In the weeks after Landmark Middle School eighth grader Diego Stolz’s death, district leaders held several public events, including a board workshop, where they invited public input on how to tackle complaints about bullying.
But they also turned to experts.
Superintendent Martinrex Kedziora found a possible answer nearby — at the San Bernardino City Unified School District.
“They train students in bullying prevention, but they also have their (counselors) who meet with the bully and meet with the person who’s been bullied,” Kedziora said of the Undercover Anti-Bullying Team program.
Before Marlene Bicondova was director of the San Bernardino City Unified’s Positive Youth Development Department, she was principal of its Curtis Middle School. She found that harsh crackdowns on bullies, with suspensions and expulsions, created smarter, craftier bullies who sought to make the lives of “snitches” even more miserable.
“The behaviors become more subversive and secretive and it really hurts the kids getting bullied,” she said.
One counselor had heard about a program developed in New Zealand by John Winslade, now a professor emeritus at Cal State San Bernardino, and Michael Williams. After an especially severe bullying case, Bicondova’s team decided to try the method.
“We meet with the kid being bullied and have them write down the effects of being bullied,” along with a rating from 0 to 10 of how severe the impact of the bullying is on their life, Bicondova said. “We had one kid last year rate her problem a 35.”

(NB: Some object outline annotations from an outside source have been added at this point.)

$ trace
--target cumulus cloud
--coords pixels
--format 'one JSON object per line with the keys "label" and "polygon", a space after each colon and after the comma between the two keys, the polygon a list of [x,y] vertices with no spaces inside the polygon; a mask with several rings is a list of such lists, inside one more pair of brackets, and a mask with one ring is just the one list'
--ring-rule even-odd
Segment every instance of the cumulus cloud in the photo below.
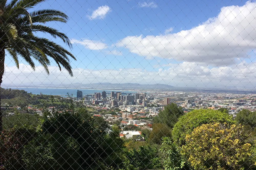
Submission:
{"label": "cumulus cloud", "polygon": [[190,30],[157,36],[128,36],[117,43],[152,59],[230,66],[248,58],[256,48],[256,3],[222,8],[214,18]]}
{"label": "cumulus cloud", "polygon": [[72,44],[82,45],[87,48],[92,50],[102,50],[106,47],[106,44],[101,41],[87,39],[83,39],[79,40],[72,39],[71,40],[71,42]]}
{"label": "cumulus cloud", "polygon": [[91,19],[102,19],[111,10],[110,8],[106,5],[99,7],[97,9],[93,11],[92,15],[88,16],[88,17]]}
{"label": "cumulus cloud", "polygon": [[155,2],[140,2],[138,3],[138,5],[141,8],[143,7],[150,7],[151,8],[156,8],[157,7],[157,5]]}
{"label": "cumulus cloud", "polygon": [[168,33],[169,33],[173,30],[173,28],[172,27],[170,27],[169,29],[165,30],[165,31],[164,31],[164,33],[166,34],[168,34]]}
{"label": "cumulus cloud", "polygon": [[211,68],[198,65],[195,62],[183,62],[169,64],[150,71],[139,68],[117,68],[115,69],[94,70],[76,68],[74,77],[71,77],[65,70],[60,71],[57,67],[50,66],[47,75],[38,66],[33,71],[30,67],[20,64],[6,66],[3,86],[14,84],[17,86],[33,85],[68,84],[79,83],[90,83],[109,82],[121,83],[137,83],[148,84],[162,83],[179,87],[230,87],[254,88],[256,84],[256,62],[242,62],[236,65]]}

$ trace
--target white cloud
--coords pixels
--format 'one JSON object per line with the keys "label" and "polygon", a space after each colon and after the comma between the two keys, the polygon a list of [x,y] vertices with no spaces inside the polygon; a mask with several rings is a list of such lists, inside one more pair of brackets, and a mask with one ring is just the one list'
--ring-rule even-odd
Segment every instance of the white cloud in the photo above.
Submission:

Then the team leverages peer pressure to help stop it. Staff recruits “highly influential, positive students,” along with the alleged bully, who remains anonymous, as part of a group to work on improving school climate. They hear written reports from bullied students, and the students come up with plans to help improve life for those students.

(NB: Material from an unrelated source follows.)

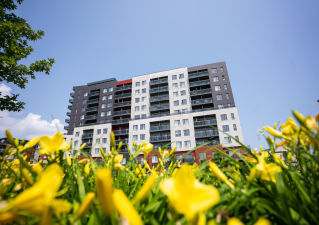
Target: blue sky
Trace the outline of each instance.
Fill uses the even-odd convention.
[[[266,143],[258,128],[284,122],[293,108],[319,112],[318,6],[315,0],[25,0],[16,13],[46,36],[23,62],[56,64],[25,90],[7,84],[26,105],[6,116],[20,126],[30,112],[64,123],[73,86],[226,61],[245,144],[258,148]],[[6,126],[17,126],[0,122]],[[32,133],[16,130],[20,138]]]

“We’ve never had a kid doing the bullying to say no, because the popular kids want to help the kid in the story. The popular influence is so strong that the bully wants to help out,” Bicondova said. “They come up with specific things they want to do and they see the most popular kids in the school helping out and being friends with the kid being bullied.”
And adults get regular progress reports from victims.
“We keep checking in with the kid until they rate the problem a zero,” Bicondova said.
The reports from the students now rating their problems a zero are read to the group, creating a positive feedback loop.
The program was a success at Curtis, where it was used 19 times over three years before Bicondova was promoted to her current post.
“One-hundred percent success rate,” she said.
The program rolled out districtwide last school year and, as of October, 42 schools have used it. Sixty-seven cases were run across the district at that point and 57 were successfully resolved. Work continued in the remaining cases.
“We only count it as a success if the kid rates (the bullying) as a zero,” Bicondova said.
Now the approach has come to the Moreno Valley Unified School District, where Landmark Middle School and several other schools will try the program.